Where the economy is concerned, higher, more progressive tax rates would result in both lower levels of GDP and personal income tax collections, while lower, flatter tax rates would result in higher levels of GDP and personal income tax collections.

This latter point is driven home by our next chart, in which we've calculated the inflation-adjusted level of personal tax collections from 1946 through 2006:

Federal Personal Income Tax Revenues, 1946 to 2006, Constant 2006 US Dollars

We confirm that beginning in 1964, with the first of a series of income tax rate reductions, personal income tax collections have risen at a much faster pace than they did under the highly progressive income tax rate structure that existed from 1946 through 1963, even after adjusting for inflation.
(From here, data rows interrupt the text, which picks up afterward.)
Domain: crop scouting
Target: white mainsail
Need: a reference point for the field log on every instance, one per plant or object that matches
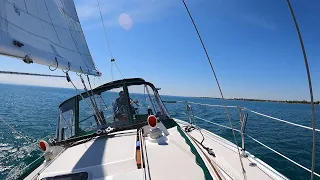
(46, 32)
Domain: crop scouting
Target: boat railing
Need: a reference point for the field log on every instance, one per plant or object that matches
(243, 118)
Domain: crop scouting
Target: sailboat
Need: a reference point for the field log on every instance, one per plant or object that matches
(111, 132)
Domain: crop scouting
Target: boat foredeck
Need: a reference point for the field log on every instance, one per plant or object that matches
(227, 158)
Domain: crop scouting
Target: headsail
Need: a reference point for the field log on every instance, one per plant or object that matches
(46, 32)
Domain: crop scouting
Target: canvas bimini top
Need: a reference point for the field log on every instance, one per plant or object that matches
(121, 103)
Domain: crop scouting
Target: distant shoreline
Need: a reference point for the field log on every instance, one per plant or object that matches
(263, 100)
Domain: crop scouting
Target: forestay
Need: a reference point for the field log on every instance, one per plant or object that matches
(46, 32)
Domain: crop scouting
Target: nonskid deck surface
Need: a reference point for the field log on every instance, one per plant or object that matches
(227, 159)
(173, 156)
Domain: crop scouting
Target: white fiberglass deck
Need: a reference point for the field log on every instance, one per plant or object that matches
(227, 158)
(100, 157)
(172, 159)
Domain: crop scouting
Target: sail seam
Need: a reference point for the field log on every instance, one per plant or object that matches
(21, 10)
(69, 25)
(44, 38)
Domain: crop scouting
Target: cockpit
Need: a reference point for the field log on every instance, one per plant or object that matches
(123, 103)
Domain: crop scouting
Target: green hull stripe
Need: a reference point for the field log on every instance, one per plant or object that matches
(169, 123)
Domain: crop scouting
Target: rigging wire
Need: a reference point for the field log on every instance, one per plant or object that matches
(216, 79)
(31, 74)
(105, 31)
(310, 87)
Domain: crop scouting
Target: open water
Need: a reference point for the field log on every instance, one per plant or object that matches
(33, 112)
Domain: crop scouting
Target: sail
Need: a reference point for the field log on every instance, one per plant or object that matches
(46, 32)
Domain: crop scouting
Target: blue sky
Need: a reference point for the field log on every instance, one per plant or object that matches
(253, 46)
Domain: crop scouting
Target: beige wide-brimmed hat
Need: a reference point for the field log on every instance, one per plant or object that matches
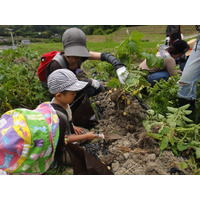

We'll revisit this latter chart in the future, but for now, we'll observe that regardless of what it might hope to achieve from changing the schedule of tax rates, the government isn't going to get much more than 8.0% +/- 0.8% of the pie called GDP for the effort. The real question is whether it will be 7.2%-8.8% of a growing pie that incents people to be more productive or 7.2%-8.8% of a stagnant or shrinking pie that incents people to become really good at dodging personal income taxes, or just taking it easier.

Where and How We Got the Numbers

The data from 1946 through 2003 was taken from this report produced by the left-leaning Center on Budget and Policy Priorities.

Meanwhile, the we found the percentages for 2004 and 2005 using spreadsheets containing the IRS' statistics of income data for those years. We obtained the figure for 2006 tax revenue collected through personal income taxes from this Congressional Budget Office report. We divided each of these personal income tax revenue figures by the nominal (non-inflation-adjusted) GDP we obtained from the Measuring Worth economic history resource and then converted to the percentage shown in the charts and used in our later calculations.

We found by repeating this exercise for the known percentage shares of 7.4% for 2003 given by the CBPP report and the percentage share of 8.0% for 2006 given in the CBO report that our figures for 2004 through 2006 may understate the actual percentages of personal income tax revenue by 0.1% to 0.3%. We believe these small discrepancies may be fully accounted for by the differences in the source GDP data used to calculate the percentages.

To find the inflation-adjusted personal income tax figures, we first converted the non-inflation adjusted nominal GDP for each year to constant 2006 U.S. dollars, then multiplied those figures by the percentage of GDP, again for each year.

What can we say? It's not rocket science!